Oto idealny kawałek mięsa na gulasz, który rozpływa się w ustach.

Jedno z najpopularniejszych dań kuchni włoskiej kryje w sobie więcej pułapek, niż mogłoby się wydawać. Dzięki odpowiednim wskazówkom, sztuczkom kucharzy i błędom, których należy unikać, także Ty możesz przygotować idealny gulasz: miękki, aromatyczny i z kremowym sosem, który oczarowuje od pierwszego kęsa.
Autor: Redazione Cucina41

Udostępnij

Gulasz to jedno z najbardziej ukochanych dań tradycji włoskiej: klasyk niedzielnego obiadu lub rodzinnego spotkania, który zdobywa serca dużych i małych swoim zachęcającym aromatem oraz miękką i kremową konsystencją. To danie duszone, czyli gotowane powoli w płynie – bulionie, wodzie lub winie – wraz z przyprawami, na małym ogniu i przez dłuższy czas. Efekt? Mięciutkie kawałki mięsa i aromatyczny sos, który zachęca do maczania chleba.

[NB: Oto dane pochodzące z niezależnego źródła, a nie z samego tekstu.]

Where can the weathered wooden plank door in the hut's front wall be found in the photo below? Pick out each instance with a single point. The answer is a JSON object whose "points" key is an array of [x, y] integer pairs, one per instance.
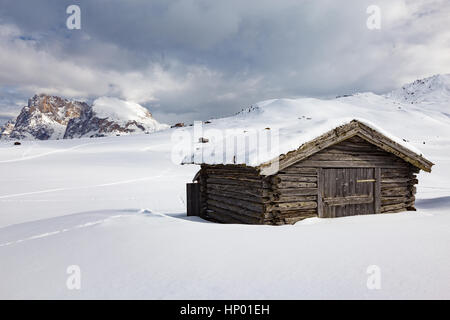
{"points": [[346, 192]]}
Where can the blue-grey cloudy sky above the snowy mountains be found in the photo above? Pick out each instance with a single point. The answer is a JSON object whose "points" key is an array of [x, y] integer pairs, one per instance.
{"points": [[196, 59]]}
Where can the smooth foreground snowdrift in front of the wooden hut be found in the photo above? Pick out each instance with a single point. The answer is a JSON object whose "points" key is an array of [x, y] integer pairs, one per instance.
{"points": [[134, 254]]}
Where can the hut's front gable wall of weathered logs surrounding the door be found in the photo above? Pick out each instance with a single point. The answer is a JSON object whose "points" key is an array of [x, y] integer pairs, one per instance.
{"points": [[298, 186]]}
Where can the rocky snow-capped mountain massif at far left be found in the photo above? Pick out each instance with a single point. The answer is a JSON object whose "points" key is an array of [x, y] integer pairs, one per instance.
{"points": [[51, 117]]}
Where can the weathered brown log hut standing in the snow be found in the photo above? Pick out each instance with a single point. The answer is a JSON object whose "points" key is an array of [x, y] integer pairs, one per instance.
{"points": [[350, 170]]}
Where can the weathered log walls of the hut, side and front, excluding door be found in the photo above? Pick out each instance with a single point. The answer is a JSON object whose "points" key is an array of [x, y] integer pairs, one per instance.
{"points": [[238, 194]]}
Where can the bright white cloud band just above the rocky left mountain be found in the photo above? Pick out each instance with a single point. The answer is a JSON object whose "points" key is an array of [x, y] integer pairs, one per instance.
{"points": [[24, 64]]}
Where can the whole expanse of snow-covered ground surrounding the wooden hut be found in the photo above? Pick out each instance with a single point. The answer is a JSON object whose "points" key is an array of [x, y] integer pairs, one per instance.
{"points": [[115, 207]]}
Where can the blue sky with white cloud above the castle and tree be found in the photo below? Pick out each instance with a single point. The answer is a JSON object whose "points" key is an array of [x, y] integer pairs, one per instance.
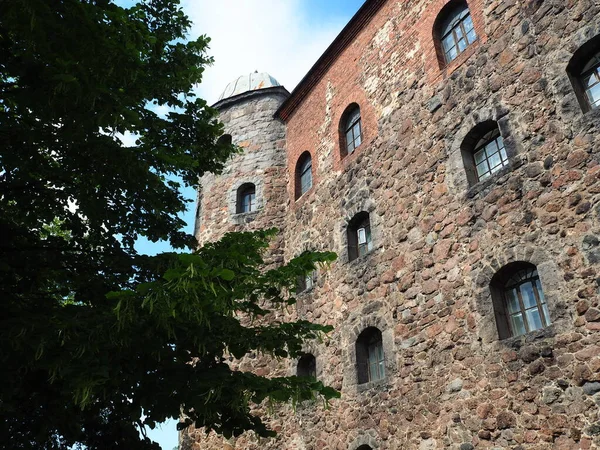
{"points": [[281, 37]]}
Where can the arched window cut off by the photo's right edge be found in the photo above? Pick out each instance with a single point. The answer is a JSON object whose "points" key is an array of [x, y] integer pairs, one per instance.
{"points": [[584, 71]]}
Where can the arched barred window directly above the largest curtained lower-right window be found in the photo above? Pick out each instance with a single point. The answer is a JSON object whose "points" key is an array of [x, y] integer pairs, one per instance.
{"points": [[483, 152]]}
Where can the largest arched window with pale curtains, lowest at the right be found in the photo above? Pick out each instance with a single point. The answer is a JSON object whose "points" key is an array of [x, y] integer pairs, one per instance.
{"points": [[519, 302]]}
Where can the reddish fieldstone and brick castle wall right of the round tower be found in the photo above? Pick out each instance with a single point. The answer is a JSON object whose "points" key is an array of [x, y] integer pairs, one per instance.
{"points": [[438, 240]]}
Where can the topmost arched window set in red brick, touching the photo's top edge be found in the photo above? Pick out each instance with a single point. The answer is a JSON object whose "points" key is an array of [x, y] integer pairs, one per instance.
{"points": [[453, 31]]}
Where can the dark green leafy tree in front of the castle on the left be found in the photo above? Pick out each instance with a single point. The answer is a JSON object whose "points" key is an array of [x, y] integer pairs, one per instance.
{"points": [[94, 336]]}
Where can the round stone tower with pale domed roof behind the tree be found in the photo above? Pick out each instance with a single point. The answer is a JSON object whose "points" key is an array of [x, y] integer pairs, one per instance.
{"points": [[251, 192]]}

Nie istnieje jeden typ gulaszu: każda region, każda rodzina ma swoją wersję, z wołowiną, cielęciną, kurczakiem, indykiem, a nawet wieprzowiną, wzbogaconą różnymi warzywami w zależności od sezonu. Uwaga jednak: za tak prostym daniem kryją się błędy, których należy unikać. Oto wskazówki naszego szefa kuchni Michele Ghediniego, z sekretami na naprawdę idealny gulasz oraz wszystkimi błędami, które można zapobiec lub naprawić w trakcie gotowania.

Wybierz odpowiednie mięso
Aby uzyskać miękki gulasz, wybierz kawałek mięsa niezbyt chudy i z dobrą zawartością kolagenu. Wołowina jest idealna: łopatka, karkówka czy tzw. „cappello del prete” doskonale nadają się do długiego gotowania. Możesz także użyć cielęciny, kurczaka lub indyka, ale upewnij się, że mięso ma żyłki tłuszczu – podczas gotowania rozpuszczą się, nadając mięsu kremową i soczystą konsystencję.

Obtaczanie mięsa w mące (lub trik ze skrobią)
Delikatne obtoczenie mięsa w mące przed podsmażeniem pomaga utworzyć pyszną kremową konsystencję podczas gotowania. Używaj niewielkiej ilości mąki, usuń nadmiar, a następnie dobrze obsmaż kawałki mięsa na patelni, zanim podlejesz winem i bulionem.

Trik szefa kuchni: zamiast mąki możesz użyć łyżeczki skrobi kukurydzianej (maizena), dodanej w połowie gotowania rozpuszczonej w odrobinie zimnej wody. Skrobia działa jako delikatny zagęstnik i nadaje aksamitną konsystencję sosu, nie obciążając dania. Jeśli natomiast gulasz jest na bazie pomidorów, możesz dodać odrobinę koncentratu, aby nadać koloru i smaku.